Chapter 42: Independence

42 3 0
                                    

JIMIN


I tell Eomma that I'm moving.

I could tell that she didn't want me to leave on a whim, and because I never spelled out the reason why, she had more reasons to suspect me. I remembered the way her muscles in the side of her jaws twitched, the way it always does when she holds back what she wants to say.

But it's something I need to do regardless. Because the way I feel about Yoongi will never go away; he's my first love, and despite everything I've heard from people who mean well, he's never going to be erased from my life.

I sat in the kitchen with Eomma that night, watching her weep. "I know," I said, "I failed you."

"No," she said, wiping her nose with the back of her hand. "You didn't fail me. Or if you did, then I did, too."

It wasn't exactly forgiveness, more of a truce. But that was fine with me.

We've waited until after my twentieth birthday, and now my stomach is spiky with nerves as I load my suitcase into Hoseok's van. Months have passed without Yoongi, and I'm afraid to look at my reflection in the mirror. I've changed- my youthful face grown up and gone. I hope he still recognizes me.

I look at Hoseok, expectant, instead of at Eomma who is standing at the doorway.

"Well?" he asks me. "Having second thoughts?"

I take one last look at Eomma. Diamonds rest upon her lashes, and I smile, blow her a kiss, and climb in. "Let's go."

My hands don't start shaking until we're driving out into the city, but I pull out my phone and find the picture I downloaded from Professor Kim Namjoon. It's nothing but an address and nerves and hope exploding in my chest. I'm on the edge of my seat for the entire ride, wondering what I'll say when I see him, or if he even wants to see me at all.

Time moves slower when you're anxious to start something new, but eventually, it does move.

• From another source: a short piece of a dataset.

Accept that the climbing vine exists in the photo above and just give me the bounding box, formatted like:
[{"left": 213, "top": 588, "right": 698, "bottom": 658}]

Hoseok and I are silent for miles until he finally speaks up. "So how long are you planning to be gone for?"

I lift my shoulders. "Hopefully for a while."

He looks at me, then back at the road. "Is this because of the whole lockdown deal? Because if you have people throwing shade your way, I'll step on them and make it look like a dance move."

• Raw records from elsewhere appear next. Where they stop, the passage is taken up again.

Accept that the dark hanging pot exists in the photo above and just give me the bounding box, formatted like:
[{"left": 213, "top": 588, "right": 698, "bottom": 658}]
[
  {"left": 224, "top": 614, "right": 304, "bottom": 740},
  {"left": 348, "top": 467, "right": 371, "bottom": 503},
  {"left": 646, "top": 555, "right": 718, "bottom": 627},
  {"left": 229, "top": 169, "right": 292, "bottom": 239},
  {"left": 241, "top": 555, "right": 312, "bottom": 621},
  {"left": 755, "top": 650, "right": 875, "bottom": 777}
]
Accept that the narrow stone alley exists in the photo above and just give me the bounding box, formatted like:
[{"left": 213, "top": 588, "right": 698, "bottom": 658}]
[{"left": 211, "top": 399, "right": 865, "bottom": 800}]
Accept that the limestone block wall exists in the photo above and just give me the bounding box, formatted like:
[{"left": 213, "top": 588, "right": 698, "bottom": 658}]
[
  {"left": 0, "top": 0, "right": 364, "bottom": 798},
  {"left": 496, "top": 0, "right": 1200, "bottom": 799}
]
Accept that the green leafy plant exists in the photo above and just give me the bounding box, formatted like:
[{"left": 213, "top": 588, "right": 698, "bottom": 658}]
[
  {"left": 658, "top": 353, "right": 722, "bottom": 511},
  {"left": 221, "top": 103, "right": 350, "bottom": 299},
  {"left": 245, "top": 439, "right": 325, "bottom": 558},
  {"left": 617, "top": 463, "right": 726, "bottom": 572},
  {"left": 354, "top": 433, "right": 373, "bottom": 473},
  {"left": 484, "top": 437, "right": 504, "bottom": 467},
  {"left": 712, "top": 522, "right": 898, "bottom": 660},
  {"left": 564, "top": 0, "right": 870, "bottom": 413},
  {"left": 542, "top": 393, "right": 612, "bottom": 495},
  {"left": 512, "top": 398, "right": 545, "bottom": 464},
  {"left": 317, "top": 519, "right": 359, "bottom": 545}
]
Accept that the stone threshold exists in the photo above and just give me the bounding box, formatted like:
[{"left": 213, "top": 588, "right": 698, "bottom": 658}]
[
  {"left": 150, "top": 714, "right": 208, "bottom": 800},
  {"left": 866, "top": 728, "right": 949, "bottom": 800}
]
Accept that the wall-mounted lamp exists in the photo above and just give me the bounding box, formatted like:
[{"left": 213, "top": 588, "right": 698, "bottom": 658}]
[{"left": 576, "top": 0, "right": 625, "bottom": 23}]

I laugh lightly. "I don't need a dance battle. This is just for reasons I want to pursue. It's something I want to do, and I figured it was time for me to see the world." And to see the man I love.

Hoseok smirks. "Truth?"

I lick my lips and then look out the window, taking mental pictures and storing them for when I get homesick. "Yeah."

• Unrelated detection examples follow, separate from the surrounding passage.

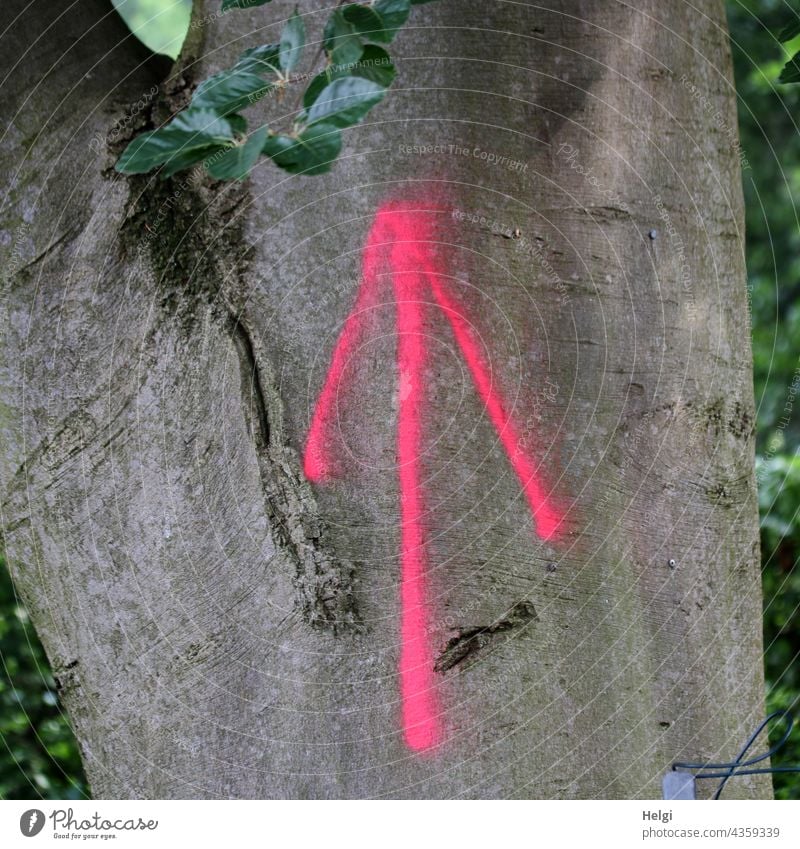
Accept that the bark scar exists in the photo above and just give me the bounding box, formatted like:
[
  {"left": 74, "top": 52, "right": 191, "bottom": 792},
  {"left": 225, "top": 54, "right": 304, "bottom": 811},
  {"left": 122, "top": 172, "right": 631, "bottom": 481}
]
[
  {"left": 433, "top": 601, "right": 539, "bottom": 672},
  {"left": 228, "top": 314, "right": 361, "bottom": 632}
]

"I like your new style. You know, back when I first met you, I was annoyed with how much you constantly apologized for things that weren't even your fault."

I narrow my eyes at him. "Be careful."

He laughs at my threat. "I'm serious. I thought it would take a while before you either loosened up or start to realize that most people don't deserve your sympathy." He sighs. "And when you were found outside after the lockdown, my first thought was Oh my god, he's alive! Because all I could think about while being stuck in that library was the last thing we said, about how I thought you were on drugs of all things."

I scoff. "Maybe drugs would have been easier to deal with."

"Hey, don't joke about that," he says. "All I want to say is you look better. Well, no, not better. Just. . . a different version of you that looks more confident."